Convective heat transfer for steady state, laminar, hydrodynamically developed flow and developing temperature profile in microchannels with both uniform temperature and uniform heat flux boundary conditions were solved by Tunc and Bayazitoglu (2001, 2002) using the integral transform technique that is presented below.

## Uniform Temperature

The energy equation assuming fully developed flow, including viscous dissipation and neglecting axial conduction, is the same as eq. (5.215). The boundary and inlet conditions for constant wall temperature are:

 T = Ts at r = ro (1)
 $\frac{\partial T}{\partial r}=0\text{ at }r=0$ (1)
 T = T0 at x = 0 (1)

The fully developed velocity profile with slip boundary condition given by eq. (5.214) is used. The slip boundary condition given by eq. (5.195) is also used to express the wall temperature jump. The following non-dimensional variables are introduced: for temperature (θ), radial coordinate (r+), axial coordinate (x+), and velocity (u+):

 $\theta =\frac{T-{{T}_{s}}}{{{T}_{0}}-{{T}_{s}}},\text{ }{{r}^{+}}=\frac{r}{{{r}_{o}}},\text{ }{{x}^{+}}=\frac{x}{L},\text{ }{{u}^{+}}=\frac{u}{{{u}_{m}}}$ (1)

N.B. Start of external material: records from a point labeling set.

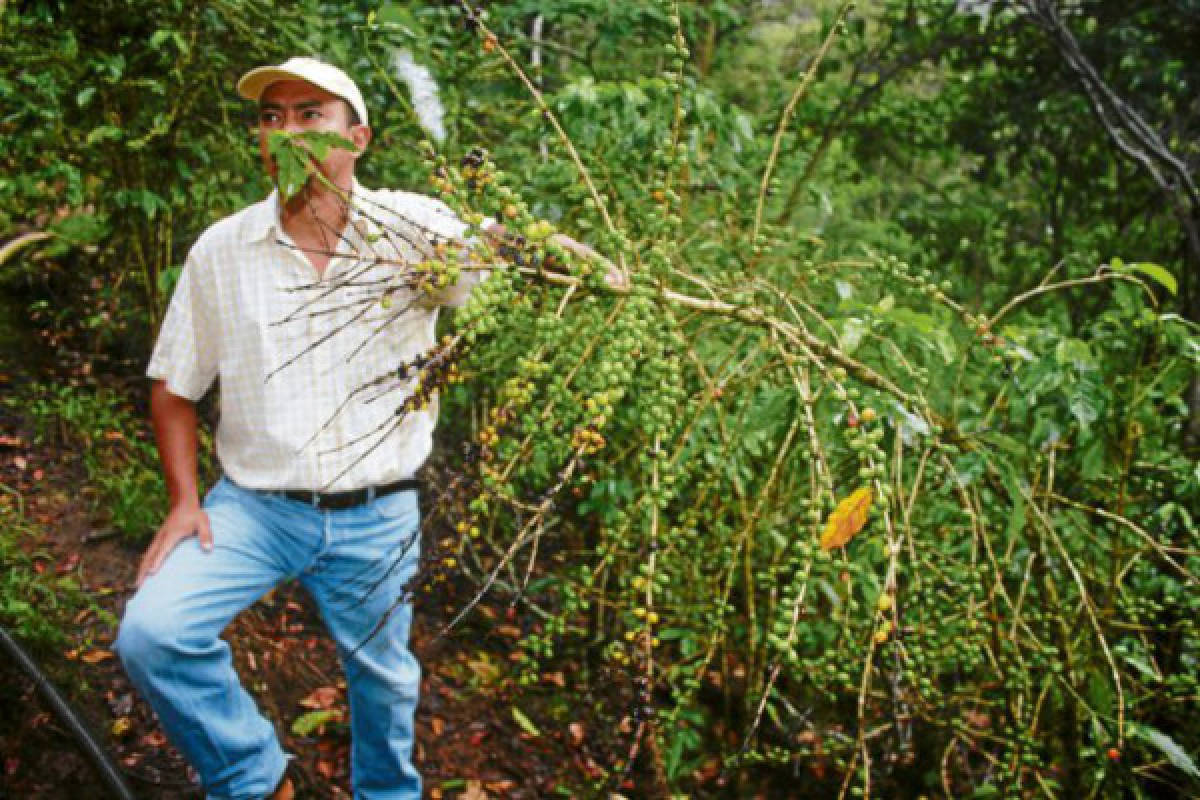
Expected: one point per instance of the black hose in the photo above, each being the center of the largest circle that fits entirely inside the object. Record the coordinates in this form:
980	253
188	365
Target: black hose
93	750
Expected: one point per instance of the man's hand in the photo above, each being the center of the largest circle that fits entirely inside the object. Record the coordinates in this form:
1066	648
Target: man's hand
183	522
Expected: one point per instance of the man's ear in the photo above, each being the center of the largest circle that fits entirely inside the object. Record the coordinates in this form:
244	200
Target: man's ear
360	134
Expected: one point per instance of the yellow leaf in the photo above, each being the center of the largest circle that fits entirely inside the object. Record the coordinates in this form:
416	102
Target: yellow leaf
96	656
846	519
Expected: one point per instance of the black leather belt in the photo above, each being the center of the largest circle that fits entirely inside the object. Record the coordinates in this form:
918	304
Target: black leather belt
349	499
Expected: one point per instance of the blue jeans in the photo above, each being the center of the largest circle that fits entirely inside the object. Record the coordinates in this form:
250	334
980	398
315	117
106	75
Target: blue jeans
354	563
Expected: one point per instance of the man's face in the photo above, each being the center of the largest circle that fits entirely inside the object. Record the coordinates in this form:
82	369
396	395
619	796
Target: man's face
297	106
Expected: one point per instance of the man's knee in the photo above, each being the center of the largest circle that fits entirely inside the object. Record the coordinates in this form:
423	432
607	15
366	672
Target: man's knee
147	636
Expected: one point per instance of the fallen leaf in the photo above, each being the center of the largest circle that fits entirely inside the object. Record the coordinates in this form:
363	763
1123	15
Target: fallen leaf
312	721
503	787
155	739
321	698
846	519
474	792
525	722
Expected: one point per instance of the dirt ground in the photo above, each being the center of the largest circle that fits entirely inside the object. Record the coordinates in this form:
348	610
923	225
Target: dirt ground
469	743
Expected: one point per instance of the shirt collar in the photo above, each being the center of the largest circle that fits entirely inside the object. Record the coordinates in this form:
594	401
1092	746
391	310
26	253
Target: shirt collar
264	216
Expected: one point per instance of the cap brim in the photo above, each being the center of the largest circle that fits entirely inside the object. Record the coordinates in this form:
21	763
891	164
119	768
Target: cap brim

The non-dimensional energy equation and boundary conditions are obtained through use of the above variables:

 $\frac{\text{Gz}\left( 1-{{r}^{+}}^{2}+4\text{Kn} \right)}{2\left( 1+8\text{Kn} \right)}\frac{\partial \theta }{\partial {{x}^{+}}}=\frac{1}{{{r}^{+}}}\frac{\partial }{\partial {{r}^{+}}}\left( {{r}^{+}}\frac{\partial \theta }{\partial {{r}^{+}}} \right)+\frac{16\text{Br}}{{{\left( 1+8\text{Kn} \right)}^{2}}}{{r}^{+}}^{2}$ (1)
 θ = 0 at r + = 1 (1)
 $\frac{\partial \theta }{\partial {{r}^{+}}}=0\text{ at }{{r}^{+}}=0$ (1)
 θ = 1 at x + = 0 (1)

where the Graetz number (Gz) and the Brinkman number (Br) are defined as:

 $\text{Gz}=\frac{\text{RePr}D}{L}\text{ and Br}=\frac{\mu u_{m}^{2}}{k\Delta T}$ (1)

where ΔT is the difference between the temperature of the fluid at the wall, Ts, and at the tube entrance, T0, i.e. ΔT = T0Ts.